PV: Do you think that the 'ambiguity' in your music is what makes your music much more complex than its often apparent simplicity on the page? How do performers respond to this?

JK: Yes, my music seems far much harder to play than it looks on the page, probably because, at least to some extent, a performer may sometimes be confused by the structural ambiguity in my music. This structural ambiguity comes from my peculiar compositional attitude of looking at music always from its micro-structure, in other words, from the structural level of each individual sound. There is no doubt that in my music the role of intertonal relationships is also very important, since it is these relationships that give each sound its individual quality. However, in my compositions I do not try to achieve a 'meaningful' whole by working on intertonal relationships, even if some of my pieces might give the impression of being solidly integrated into a 'whole'. Instead, it could be said that my compositions, rather than an integrated sound construction, are a collection of sounds, each with its own musical quality given by its intertonal relationships. I expect performers of my music, as I said, to make their own interpretation. That is to say that a performer must make, out of the notes I write, something that they feel satisfactory, musically. When I attend a rehearsal of one of my pieces, I keep silent as long as the performer seems to be enjoying creating her/his music out of the score. Only when I find the performer to be totally confused or to not know what to do at all, I try to show my own interpretation of the piece as a reference, hoping it helps the performer to create their own 'music'.

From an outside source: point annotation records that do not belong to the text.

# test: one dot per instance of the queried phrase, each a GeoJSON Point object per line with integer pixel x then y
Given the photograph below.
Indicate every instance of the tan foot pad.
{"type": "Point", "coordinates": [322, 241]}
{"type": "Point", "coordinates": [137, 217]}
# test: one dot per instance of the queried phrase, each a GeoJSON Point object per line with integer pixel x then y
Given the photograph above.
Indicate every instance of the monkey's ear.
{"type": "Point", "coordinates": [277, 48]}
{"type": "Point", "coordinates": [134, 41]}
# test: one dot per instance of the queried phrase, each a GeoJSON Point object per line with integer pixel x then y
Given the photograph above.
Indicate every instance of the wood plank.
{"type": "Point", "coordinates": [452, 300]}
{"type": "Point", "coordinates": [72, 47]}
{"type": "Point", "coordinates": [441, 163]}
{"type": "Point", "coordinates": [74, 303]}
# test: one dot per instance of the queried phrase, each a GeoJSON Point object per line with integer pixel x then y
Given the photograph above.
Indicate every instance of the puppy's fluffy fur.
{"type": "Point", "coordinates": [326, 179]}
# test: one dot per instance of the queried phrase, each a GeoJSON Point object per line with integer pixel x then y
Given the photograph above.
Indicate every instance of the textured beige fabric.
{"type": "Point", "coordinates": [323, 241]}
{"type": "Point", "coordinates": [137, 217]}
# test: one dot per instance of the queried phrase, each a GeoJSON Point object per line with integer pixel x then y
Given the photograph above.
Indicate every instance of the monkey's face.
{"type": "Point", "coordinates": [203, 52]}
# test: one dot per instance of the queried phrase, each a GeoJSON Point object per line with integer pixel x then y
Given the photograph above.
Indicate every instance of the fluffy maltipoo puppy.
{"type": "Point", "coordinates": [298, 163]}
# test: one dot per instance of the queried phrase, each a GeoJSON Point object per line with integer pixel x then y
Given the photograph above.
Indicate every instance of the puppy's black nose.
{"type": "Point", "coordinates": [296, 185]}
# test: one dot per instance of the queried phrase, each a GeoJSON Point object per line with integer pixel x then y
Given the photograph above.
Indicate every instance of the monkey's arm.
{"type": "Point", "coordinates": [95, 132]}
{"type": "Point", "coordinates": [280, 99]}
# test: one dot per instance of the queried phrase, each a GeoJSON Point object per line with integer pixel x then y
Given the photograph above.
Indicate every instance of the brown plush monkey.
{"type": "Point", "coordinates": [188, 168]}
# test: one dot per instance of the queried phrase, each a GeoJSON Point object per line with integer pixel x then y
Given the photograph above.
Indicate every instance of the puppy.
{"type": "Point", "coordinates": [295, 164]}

PV: Listening to your music, I do hear this intriguing obsession with sounds and isolated gestures, and often entire pieces constructed from very detailed 'examinations' of a single musical gesture, as you have just suggested. You seem to have a real sensitivity to the delicacy of sounds. Do you feel that this sensitivity is typically 'Japanese' or, musically, do you feel more tied to Europe, or somewhere in between?

JK: I do not know if my sensitivity is particularly Japanese or anything else. The music education I received is thoroughly of western sort. In this sense, I am working as a composer based on the western music tradition. The 'Japaneseness' in my music, if any, is something that must be left for studies by the future musicologists.

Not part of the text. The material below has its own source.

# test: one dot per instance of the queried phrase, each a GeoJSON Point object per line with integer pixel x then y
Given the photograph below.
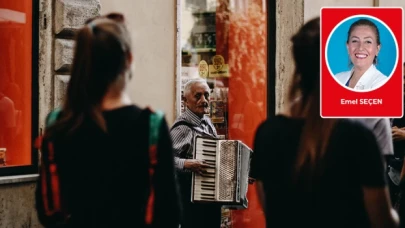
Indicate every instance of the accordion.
{"type": "Point", "coordinates": [226, 180]}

PV: I've noticed that you seem to carry harmony from one piece to another sometimes. Is this purposeful or do you always start from scratch with each new piece? It certainly sounds very colourful, and traverses lots of different harmonic languages.

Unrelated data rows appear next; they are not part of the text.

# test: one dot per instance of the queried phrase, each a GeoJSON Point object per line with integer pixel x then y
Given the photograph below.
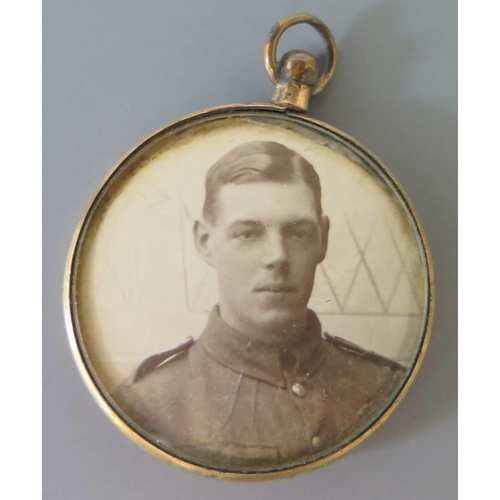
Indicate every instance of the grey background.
{"type": "Point", "coordinates": [114, 71]}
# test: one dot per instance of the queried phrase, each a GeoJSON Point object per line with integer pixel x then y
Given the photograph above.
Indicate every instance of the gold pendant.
{"type": "Point", "coordinates": [276, 267]}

JK: I start writing a new piece always from scratch. My way of composing is a kind of 'improvisation', not directly on an instrument, but on paper. Before I actually start writing down notes, I have no plan, no systematic method at all. I do not know even how long the piece will last. When you do improvisation you tend to repeat some material you used in your past improvisations (your routine material). Similarly, you may find the same material appears in another piece of mine, that is an 'improvisation' on paper, which improvisation process (i.e., writing process) goes very, very slowly unlike the real time improvisation on an instrument.

PV: What projects do you dream about doing in the future?

JK: My dream is always tiny. I never have a big dream. My dream, or goal, is to finish the composition I am writing at that moment. When the piece has been finished, my next dream is to write another piece. One of the dreams I had in the past did not come true, i.e., I did not finish a piece because the commission was cancelled when I was about to start writing. It was a piece for large orchestra and mixed choir. I now dream that this cancelled dream comes back as my next real dream.